Regulation of Mitochondrial Distribution and Inheritance During Cell Division

Abstract

Mitochondria are crucial to the cell and perform numerous functions including generating cellular ATP, buffering calcium, and creating macromolecules. Mitochondria contain their own DNA and as such, cannot be synthesized de novo. Additionally, both nuclear-encoded and mitochondrial-encoded proteins work in concert in order for mitochondria to function. During cell division, the cell goes through dramatic morphological changes to ensure the appropriate amount of DNA is inherited into daughter cells. Given the importance of mitochondria, our study sought to understand the underlying mechanisms that ensure proper mitochondrial inheritance. Organelles are inherited by two mechanisms: active and passive. Through our studies we found that mitochondria go through phases of both active and passive regulation. Initially, mitochondria undergo a release from microtubules, actin, and the endoplasmic reticulum, which allows mitochondria to passively float throughout the cytoplasm.

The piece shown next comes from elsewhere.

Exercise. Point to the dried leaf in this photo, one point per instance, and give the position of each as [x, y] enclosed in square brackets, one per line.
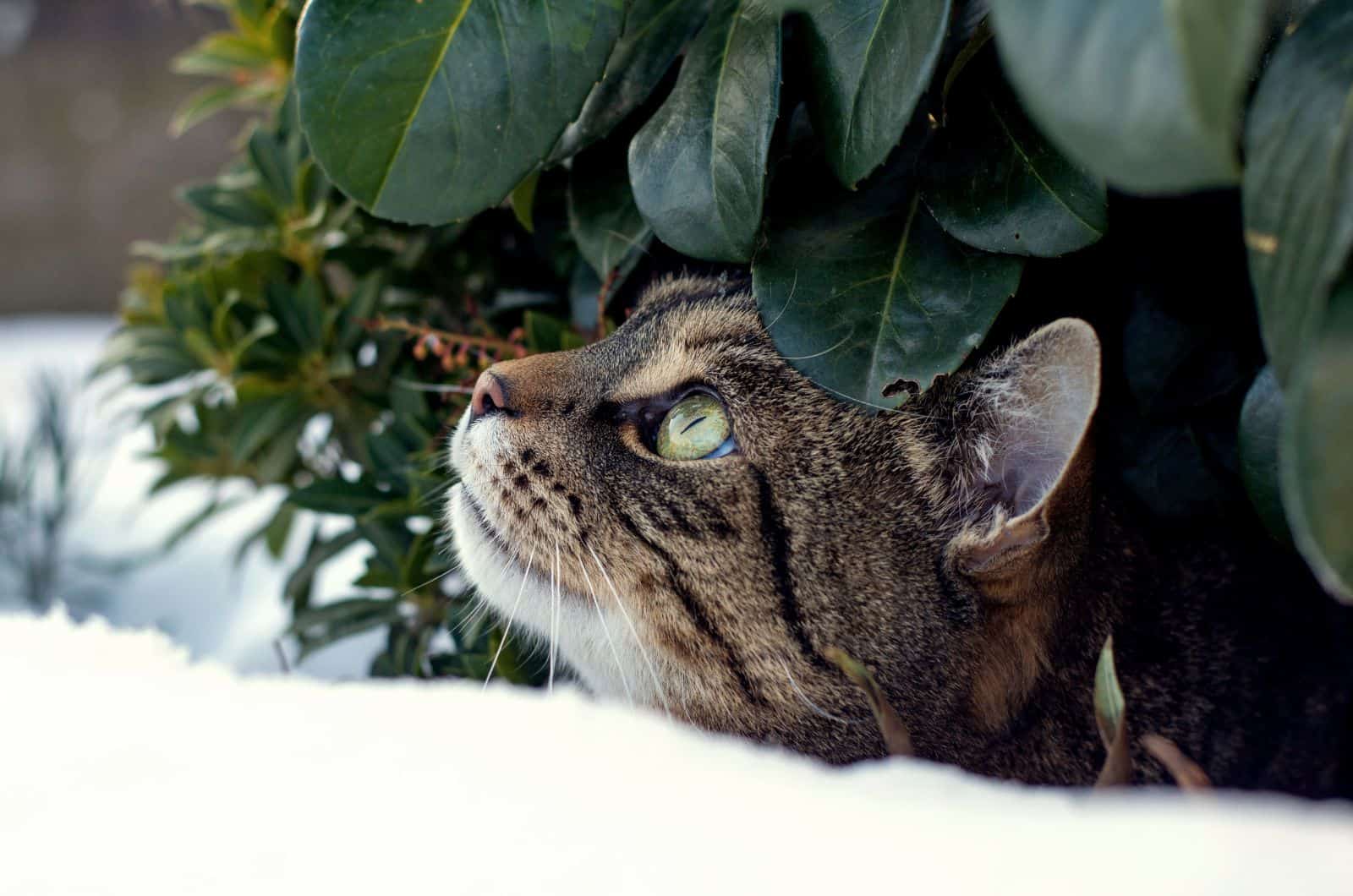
[1188, 774]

As the cell enters cytokinesis, an active phase occurs that can compensate for some, but not all, asymmetry prior to cytokinesis. The detachment from microtubules, actin, and ER is regulated during cell division, and we discovered the mechanism behind mitochondrial release from microtubules. Dynein and kinesin motors move mitochondria along microtubules and also attach them to the cytoskeleton. During mitosis, motors shed from the mitochondrial surface, thus releasing mitochondria from microtubules. CDK1 releases dynein through phosphorylation, and Aurora A kinase releases kinesin. When exogenously expressed motors are recruited to mitochondria, it results in asymmetric inheritance of mitochondria, a delay in mitotic progression, and cytokinesis failure. Since mitochondria are initially positioned passively, we were able to manipulate mitochondrial positioning before the onset of mitosis, which persisted into the duration of mitosis. Overall, our study elucidates the mechanism behind mitochondrial inheritance. Undoubtedly, the mechanisms are important for normal inheritance into daughter cells. It remains an open question of whether or not directed inheritance can take place through these same mechanisms.